As for programming in ptx, that’s what I first tried doing. The language is extremely awkward to use in practice and the sass that comes out of it often looks nothing like what went in. So if anything, it’s more frustrating than working in cuda-c. I now just use ptx for inline functionality that’s missing from the c api (or too much of a pain to find). The ptx ISA is extremely well documented and fairly easy to use in a limited way.

However, some kernels may run frequently and be computationally dense enough to warrant spending the time to hand assemble. And that’s even if you know you’ll have to redo it each time a new arch comes out. Having access to low level hardware details can also help you write better high level code. It would be nice if nvidia provided more support for this (and I’m talking about: “Here’s our ISA, use at your own risk. Official support will be mainly offered on the higher level APIs”).

For hand-tuning of code, or doing things the compiler can’t/won’t, certainly SASS makes sense. (And I would argue that PTX does not, for all the reasons discussed here.) SASS coding is a valuable approach for a library that will get used a lot. But probably we wouldn’t even be having this discussion except for maxas. And I agree that SASS is poorly documented, if you can even apply the word “documentation” to it.
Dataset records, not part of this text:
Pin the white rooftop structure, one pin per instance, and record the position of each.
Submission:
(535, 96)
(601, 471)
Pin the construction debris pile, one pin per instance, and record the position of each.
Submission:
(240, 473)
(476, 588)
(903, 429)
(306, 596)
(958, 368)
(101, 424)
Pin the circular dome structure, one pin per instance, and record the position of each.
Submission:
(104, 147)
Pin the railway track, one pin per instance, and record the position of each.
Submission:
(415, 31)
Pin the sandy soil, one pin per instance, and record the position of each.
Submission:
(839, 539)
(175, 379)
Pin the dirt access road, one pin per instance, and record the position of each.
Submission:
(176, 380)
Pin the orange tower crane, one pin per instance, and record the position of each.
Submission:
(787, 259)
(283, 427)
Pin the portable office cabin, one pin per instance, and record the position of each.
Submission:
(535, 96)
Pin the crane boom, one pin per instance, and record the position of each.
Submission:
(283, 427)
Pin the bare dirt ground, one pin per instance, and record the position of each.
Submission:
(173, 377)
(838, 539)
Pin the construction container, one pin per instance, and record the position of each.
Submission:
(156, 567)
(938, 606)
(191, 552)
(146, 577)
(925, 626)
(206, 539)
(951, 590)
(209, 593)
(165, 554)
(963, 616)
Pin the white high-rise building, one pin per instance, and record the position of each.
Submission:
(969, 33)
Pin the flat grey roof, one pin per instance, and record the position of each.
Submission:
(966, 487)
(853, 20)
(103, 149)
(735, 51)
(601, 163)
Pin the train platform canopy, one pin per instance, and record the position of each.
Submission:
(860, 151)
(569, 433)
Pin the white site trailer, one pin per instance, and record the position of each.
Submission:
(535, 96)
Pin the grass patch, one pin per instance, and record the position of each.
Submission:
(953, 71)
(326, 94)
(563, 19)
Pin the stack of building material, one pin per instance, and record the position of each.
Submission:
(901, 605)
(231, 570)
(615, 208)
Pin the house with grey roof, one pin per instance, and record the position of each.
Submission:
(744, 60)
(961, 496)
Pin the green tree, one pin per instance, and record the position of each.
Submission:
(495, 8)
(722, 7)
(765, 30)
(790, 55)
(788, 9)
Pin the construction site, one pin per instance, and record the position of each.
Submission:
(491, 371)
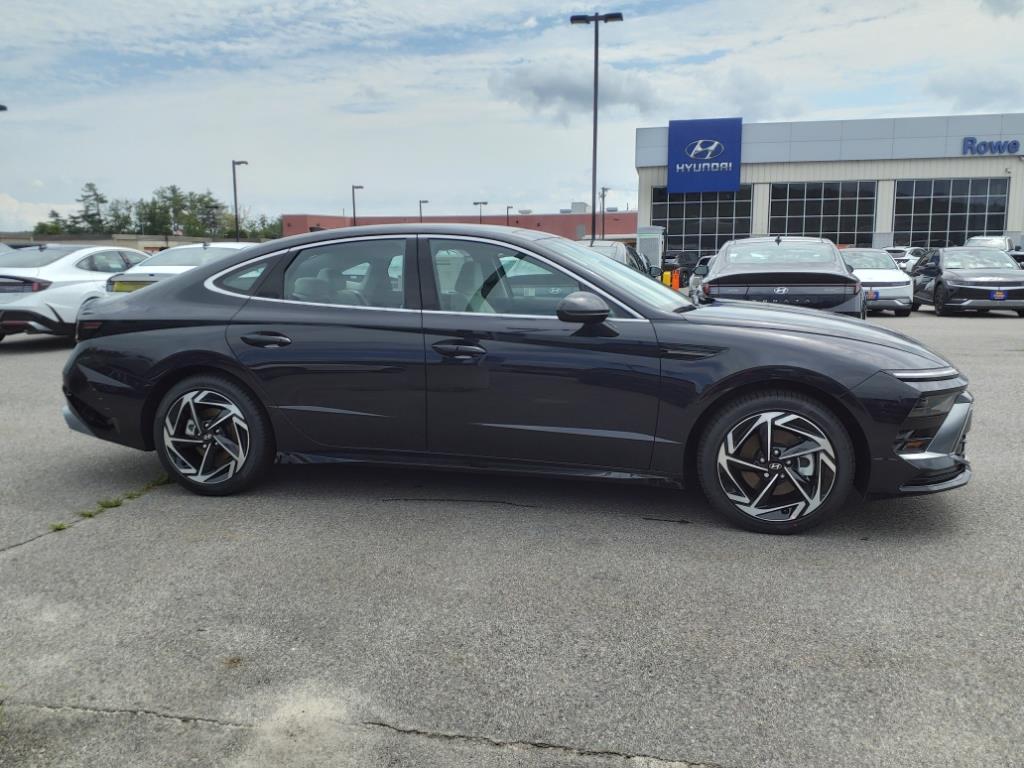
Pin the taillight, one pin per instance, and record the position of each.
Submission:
(86, 329)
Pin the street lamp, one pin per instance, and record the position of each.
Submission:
(480, 203)
(604, 190)
(354, 187)
(596, 19)
(235, 185)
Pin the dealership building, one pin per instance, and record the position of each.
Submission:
(927, 181)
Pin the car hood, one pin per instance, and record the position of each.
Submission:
(986, 275)
(882, 275)
(815, 323)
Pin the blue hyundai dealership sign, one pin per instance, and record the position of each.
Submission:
(704, 155)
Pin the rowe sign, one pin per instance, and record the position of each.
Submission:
(973, 146)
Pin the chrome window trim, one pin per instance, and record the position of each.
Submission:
(543, 259)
For Kepler Architecture GPUs, as SM35/37, you are welcome to try AsKepler, it is a online compiler; Details as this link: Kepler Assembler - CUDA Programming and Performance - NVIDIA Developer Forums

Hey, thanks for the mention of maxas. I’ve been wondering if there was anything out there equivalent to AsKepler (or also a perl program on GitHub called KeplerAs).
Is Maxwell SASS much different from Kepler SASS in its binary form, by the way?
And out of curiosity, do I need to figure out the instruction latency in either form of SASS code and provide that information so that the extra control info in the binary code can be generated, or do the assemblers do that automatically. I understand that the hardware dispatcher depends on this information to be sure it doesn’t issue an instruction before all its operands are ready.